Mondulkiri authorities on Monday claimed that they “had taken actions” to put an end to instances of encroachment on the portion of land on Phnom (mountain) Dos Kramom that was initially allocated by the government for the Hill Tribes Cultural Centre.
Sen Monorom town governor Long Vibol said a local resident who lived next to the disputed land boundary was one of those responsible for the encroachment, and that the man had been ordered to remove the steel fence he had erected over time to mark his claim to the plot.
“He had been extending the demarcation fence to encroach on the area, but on Monday, I went to inspect the disputed site and found that the fence had been dismantled,” Vibol said.
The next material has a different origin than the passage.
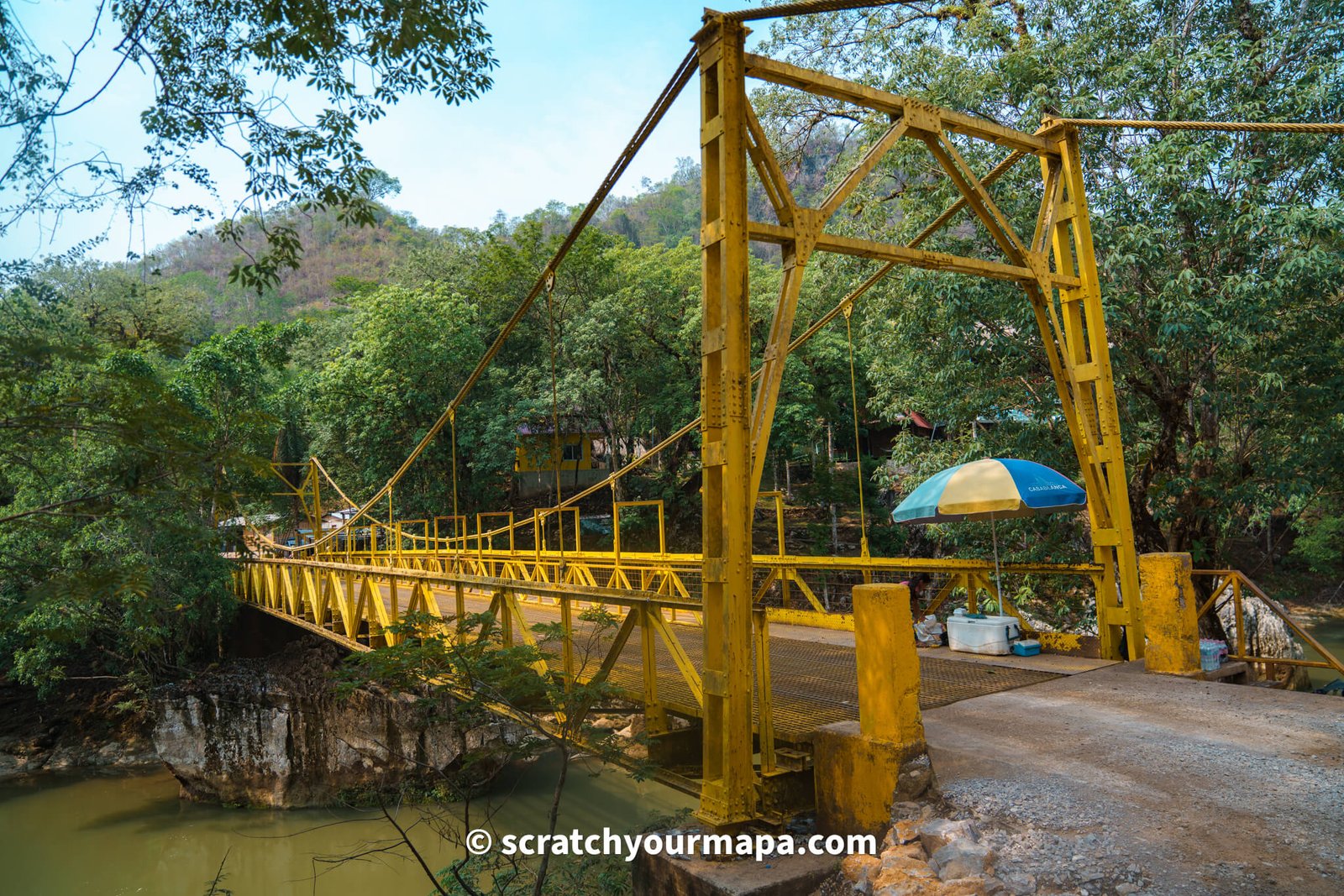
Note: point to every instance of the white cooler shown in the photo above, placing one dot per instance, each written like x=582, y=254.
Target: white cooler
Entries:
x=991, y=634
Kroeung Tola, the cultural centre’s representative, told The Post that provincial governor Svay Sam Eang on Saturday had “threatened” to arrest him.
Tola said the “threat” was made in response to his Facebook post dated May 2, claiming that “there were people secretly erecting demarcation posts to encroach on land on the mountain for private ownership”, which Sam Eang regarded as a false accusation.
On Sunday, Tola continued, Sam Eang ordered the dismantling of the fence after some officials inspected the area.
“I had been reporting [about the encroachment] since mid-April until May 5, but he [Sam Eang] did not seem to show any interest [in learning about the case]. I took the criticism to Facebook, then on Saturday evening, he threatened me. He said he would order the authorities to arrest me.
“I responded ‘arresting me is normal . . . when Your Excellency solve this problem, I would stop criticising Your Excellency’,” he said.
Kroeung Tola said the encroached plot measured more than 0.5ha and the person responsible for it is “a rich civil servant who is well connected to a senior official in the province”.
However, the land activist said he was unaware of the names of the civil servant and the high-ranking government official.
Neither Sam Eang nor Sok Sera, the provincial hall spokesperson, could not be reached for comment.
In 2004, the government announced it would allocate 102ha from the foot of Dos Kramom mountain to the peak for the Hill Tribes Cultural Centre, but there were now more than 100 families and two karaoke clubs encroaching on the land, resulting in only 87ha remaining.
Eang Mengly, the provincial coordinator for rights group Adhoc, said authorities should expedite the solution of the land dispute on Dos Kramom mountain as ordered by Prime Minister Hun Sen.
“I think people are demanding the return of all the land that was indicated by the government, and now they are encroaching on that land. The [ethnic] people want to see a real resolution,” he said.
On February 28, Prime Minister Hun Sen ordered the provincial governor to reclaim the disputed territory as common property without “ever fearing of people with stripes”, referring to high-ranking officials.